The Market Bull – February 20, 2020
Black Knight’s latest mortgage delinquency report shows that delinquencies fell to a record low of 3.22% in January. With an additional .46% in foreclosure the distressed property rate totals just 3.68% to begin the year. A nearly 15-year low as rising property prices, near record low interest rates and a strong labor market all helped to produce the record low figures.
The California Association of Realtors reports that sales rose 10.3% on a year ago basis in January as inventory for sale fell 26.9% over the same period. While good news, sales fell .7% from December to 395,581 a second consecutive month of sales below 400,000 units. So, despite a crushing lack of inventory and some significant affordability issues real estate kicks off 2020 strong in the Golden State.

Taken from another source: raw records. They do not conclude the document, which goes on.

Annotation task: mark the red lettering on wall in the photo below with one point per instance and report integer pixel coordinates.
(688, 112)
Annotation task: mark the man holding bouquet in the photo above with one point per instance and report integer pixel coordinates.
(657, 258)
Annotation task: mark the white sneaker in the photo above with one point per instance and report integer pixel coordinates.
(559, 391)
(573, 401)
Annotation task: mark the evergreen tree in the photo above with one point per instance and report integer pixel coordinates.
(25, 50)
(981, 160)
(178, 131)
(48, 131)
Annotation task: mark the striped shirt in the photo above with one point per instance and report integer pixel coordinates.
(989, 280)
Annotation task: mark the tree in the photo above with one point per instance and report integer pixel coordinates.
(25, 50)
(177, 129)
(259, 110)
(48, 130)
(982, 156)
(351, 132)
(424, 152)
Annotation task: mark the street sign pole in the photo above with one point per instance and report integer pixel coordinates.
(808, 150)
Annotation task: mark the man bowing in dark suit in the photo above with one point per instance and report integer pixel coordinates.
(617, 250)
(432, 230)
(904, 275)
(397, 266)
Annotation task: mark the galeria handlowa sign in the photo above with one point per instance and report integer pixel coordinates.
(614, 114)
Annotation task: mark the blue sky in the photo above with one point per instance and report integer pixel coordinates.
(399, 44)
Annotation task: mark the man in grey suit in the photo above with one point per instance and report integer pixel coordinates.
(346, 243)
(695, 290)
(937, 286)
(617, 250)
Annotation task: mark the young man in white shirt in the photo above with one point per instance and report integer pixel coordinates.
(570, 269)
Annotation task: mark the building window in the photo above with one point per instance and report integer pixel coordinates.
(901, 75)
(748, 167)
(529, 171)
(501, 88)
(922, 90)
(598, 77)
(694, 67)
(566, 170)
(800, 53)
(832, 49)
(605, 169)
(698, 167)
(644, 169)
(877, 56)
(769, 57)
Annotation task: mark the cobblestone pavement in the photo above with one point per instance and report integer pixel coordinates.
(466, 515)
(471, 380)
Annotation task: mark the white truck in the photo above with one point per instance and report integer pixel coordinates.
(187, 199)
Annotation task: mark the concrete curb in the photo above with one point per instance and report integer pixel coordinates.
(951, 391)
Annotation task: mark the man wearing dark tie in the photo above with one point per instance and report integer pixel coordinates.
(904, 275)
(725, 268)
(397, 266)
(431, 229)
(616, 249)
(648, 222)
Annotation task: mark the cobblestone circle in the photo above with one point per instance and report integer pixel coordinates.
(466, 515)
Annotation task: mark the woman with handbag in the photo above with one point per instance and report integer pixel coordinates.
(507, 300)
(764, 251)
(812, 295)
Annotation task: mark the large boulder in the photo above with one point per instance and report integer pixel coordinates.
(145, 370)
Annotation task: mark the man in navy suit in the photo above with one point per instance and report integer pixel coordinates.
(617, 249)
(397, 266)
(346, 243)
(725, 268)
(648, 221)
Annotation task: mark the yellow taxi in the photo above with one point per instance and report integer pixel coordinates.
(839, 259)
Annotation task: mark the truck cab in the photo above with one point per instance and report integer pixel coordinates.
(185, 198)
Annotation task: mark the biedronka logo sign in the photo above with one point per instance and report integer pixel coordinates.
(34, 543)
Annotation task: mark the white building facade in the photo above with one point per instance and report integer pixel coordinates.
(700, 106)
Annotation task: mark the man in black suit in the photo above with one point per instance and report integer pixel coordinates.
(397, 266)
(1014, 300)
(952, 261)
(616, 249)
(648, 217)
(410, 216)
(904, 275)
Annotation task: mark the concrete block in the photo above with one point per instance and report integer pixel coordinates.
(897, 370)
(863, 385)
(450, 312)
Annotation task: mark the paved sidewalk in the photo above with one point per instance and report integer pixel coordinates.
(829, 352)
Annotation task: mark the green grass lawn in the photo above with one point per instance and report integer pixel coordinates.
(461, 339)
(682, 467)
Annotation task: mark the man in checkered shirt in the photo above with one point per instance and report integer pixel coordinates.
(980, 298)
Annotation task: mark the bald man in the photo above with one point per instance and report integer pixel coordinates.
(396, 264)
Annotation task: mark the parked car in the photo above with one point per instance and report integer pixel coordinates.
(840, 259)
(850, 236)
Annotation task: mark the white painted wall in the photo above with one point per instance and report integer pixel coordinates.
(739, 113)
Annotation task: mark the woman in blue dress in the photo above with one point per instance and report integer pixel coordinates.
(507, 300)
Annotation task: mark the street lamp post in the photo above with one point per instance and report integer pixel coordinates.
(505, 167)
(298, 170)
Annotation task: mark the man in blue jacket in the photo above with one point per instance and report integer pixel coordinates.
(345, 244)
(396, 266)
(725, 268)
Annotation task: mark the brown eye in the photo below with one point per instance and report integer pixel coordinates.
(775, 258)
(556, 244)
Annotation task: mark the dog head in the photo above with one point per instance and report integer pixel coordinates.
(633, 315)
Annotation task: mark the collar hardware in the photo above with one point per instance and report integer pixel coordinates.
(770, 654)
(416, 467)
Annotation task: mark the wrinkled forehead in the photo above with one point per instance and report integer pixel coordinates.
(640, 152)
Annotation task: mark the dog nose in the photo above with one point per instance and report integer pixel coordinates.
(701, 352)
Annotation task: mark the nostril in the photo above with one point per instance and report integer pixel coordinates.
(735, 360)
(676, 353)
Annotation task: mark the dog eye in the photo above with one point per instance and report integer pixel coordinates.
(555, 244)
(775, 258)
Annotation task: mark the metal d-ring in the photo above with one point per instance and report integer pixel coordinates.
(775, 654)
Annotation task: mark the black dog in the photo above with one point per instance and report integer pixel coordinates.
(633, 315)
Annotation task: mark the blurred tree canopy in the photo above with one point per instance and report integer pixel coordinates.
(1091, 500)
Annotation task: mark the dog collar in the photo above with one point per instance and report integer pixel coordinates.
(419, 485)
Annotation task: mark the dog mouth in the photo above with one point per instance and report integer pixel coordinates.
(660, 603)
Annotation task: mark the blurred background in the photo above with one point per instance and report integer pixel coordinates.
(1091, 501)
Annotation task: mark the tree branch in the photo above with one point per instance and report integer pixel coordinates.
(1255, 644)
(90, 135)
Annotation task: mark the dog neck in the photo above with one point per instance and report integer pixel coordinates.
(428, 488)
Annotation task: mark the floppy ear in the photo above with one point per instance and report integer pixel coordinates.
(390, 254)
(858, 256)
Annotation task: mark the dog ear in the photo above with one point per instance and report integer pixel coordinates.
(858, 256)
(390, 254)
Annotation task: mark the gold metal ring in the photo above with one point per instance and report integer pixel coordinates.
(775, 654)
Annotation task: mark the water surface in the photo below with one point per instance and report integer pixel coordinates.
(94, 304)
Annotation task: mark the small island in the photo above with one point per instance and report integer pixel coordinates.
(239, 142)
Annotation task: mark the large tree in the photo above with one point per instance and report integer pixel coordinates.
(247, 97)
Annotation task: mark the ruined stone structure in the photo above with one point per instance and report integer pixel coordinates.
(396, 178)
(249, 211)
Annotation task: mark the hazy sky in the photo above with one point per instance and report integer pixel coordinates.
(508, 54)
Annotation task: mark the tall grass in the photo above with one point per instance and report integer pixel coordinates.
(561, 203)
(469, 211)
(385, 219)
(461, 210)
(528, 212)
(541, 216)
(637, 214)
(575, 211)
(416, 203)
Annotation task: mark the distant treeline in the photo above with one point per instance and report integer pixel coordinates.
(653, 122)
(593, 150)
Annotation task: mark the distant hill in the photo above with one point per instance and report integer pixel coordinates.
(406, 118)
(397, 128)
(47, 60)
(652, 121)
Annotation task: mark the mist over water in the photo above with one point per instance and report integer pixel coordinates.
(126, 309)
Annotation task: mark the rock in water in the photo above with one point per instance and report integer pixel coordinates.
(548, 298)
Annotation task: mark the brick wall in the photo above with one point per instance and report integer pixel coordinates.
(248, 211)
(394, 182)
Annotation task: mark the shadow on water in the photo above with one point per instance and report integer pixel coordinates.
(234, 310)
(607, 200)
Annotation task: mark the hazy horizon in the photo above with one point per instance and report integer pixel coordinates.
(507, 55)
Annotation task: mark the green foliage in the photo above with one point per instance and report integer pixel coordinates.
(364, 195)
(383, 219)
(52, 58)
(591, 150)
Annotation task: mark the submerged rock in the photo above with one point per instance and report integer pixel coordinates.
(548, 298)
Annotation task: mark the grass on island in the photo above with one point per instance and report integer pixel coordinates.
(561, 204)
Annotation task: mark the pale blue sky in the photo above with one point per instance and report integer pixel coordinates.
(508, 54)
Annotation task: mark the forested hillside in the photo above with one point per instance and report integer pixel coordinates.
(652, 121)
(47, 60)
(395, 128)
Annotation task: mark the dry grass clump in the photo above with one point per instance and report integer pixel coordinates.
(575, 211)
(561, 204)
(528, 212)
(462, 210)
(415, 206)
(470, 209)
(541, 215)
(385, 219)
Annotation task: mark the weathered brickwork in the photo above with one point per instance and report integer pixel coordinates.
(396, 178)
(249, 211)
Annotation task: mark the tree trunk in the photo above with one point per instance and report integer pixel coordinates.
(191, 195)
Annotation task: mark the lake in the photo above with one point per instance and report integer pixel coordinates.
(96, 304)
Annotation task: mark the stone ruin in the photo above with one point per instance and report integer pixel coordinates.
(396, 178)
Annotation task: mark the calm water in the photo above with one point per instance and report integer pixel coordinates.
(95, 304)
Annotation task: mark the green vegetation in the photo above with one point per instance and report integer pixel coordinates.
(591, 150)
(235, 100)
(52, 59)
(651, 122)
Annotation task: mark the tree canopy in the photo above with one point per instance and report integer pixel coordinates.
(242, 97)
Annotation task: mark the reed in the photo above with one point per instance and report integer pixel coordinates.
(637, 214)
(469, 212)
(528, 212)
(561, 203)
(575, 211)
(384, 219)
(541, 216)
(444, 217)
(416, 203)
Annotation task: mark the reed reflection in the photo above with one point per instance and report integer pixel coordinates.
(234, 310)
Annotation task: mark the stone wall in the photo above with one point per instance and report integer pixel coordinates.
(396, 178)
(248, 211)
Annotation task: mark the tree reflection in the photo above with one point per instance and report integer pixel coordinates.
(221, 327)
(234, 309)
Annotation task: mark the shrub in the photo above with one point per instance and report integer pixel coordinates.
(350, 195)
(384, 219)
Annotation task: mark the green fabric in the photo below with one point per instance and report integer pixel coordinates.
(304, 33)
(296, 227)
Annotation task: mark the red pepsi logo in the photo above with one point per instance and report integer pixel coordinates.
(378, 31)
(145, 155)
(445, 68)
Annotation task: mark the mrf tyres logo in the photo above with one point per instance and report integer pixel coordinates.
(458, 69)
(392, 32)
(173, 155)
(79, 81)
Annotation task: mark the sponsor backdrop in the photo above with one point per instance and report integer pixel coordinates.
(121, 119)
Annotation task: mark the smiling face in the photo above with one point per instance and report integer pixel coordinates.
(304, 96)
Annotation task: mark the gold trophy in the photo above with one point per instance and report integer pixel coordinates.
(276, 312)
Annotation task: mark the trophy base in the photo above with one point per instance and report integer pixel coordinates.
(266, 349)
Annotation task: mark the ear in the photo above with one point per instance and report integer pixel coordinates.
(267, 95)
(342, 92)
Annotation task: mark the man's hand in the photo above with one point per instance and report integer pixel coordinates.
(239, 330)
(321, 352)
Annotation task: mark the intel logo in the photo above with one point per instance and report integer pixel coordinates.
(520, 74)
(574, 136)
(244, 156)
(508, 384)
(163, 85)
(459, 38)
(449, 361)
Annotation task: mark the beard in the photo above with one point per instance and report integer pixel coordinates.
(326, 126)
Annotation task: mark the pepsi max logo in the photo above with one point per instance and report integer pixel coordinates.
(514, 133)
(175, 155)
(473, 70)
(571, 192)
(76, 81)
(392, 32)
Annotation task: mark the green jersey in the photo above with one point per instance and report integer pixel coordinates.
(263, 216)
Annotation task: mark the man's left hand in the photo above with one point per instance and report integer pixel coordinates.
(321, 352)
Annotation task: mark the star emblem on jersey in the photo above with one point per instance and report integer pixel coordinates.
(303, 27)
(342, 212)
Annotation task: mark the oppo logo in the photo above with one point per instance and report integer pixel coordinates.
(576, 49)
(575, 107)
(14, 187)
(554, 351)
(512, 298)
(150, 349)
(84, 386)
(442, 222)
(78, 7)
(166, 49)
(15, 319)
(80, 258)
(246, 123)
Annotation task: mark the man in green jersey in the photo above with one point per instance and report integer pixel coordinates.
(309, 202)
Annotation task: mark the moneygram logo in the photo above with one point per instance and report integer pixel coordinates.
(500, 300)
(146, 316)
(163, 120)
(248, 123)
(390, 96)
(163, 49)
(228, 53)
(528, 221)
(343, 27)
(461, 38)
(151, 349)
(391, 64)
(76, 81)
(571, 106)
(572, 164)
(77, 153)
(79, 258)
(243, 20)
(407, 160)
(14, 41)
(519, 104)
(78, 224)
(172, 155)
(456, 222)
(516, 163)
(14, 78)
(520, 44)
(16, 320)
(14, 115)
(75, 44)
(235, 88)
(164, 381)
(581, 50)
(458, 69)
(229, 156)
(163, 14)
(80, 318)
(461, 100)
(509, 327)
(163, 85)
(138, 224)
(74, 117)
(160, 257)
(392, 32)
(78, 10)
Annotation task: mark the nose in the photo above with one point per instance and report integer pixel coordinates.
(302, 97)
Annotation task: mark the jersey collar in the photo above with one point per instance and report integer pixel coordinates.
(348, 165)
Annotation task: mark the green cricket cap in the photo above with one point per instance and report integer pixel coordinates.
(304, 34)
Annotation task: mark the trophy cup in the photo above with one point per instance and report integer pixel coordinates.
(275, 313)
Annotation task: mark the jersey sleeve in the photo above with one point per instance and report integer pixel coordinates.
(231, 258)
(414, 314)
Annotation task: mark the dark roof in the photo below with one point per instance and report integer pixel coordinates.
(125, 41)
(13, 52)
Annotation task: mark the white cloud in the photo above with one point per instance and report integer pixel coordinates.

Despite all sorts of dire predictions about the 737 Max production line shutdown beginning in January so far manufacturing has held up surprisingly well. The latest example being a 19.7-point surge in the Philadelphia Fed regional index as it shattered expectations with 36.7 point top line print in February. Strength was seen in new orders, they nearly doubled. Price and employment data were mixed. While supply chain disruption from the Coronavirus remains an as yet unknown issue and many details related to the trade war settlement with China still outstanding, manufacturing at least has some breathing room for now.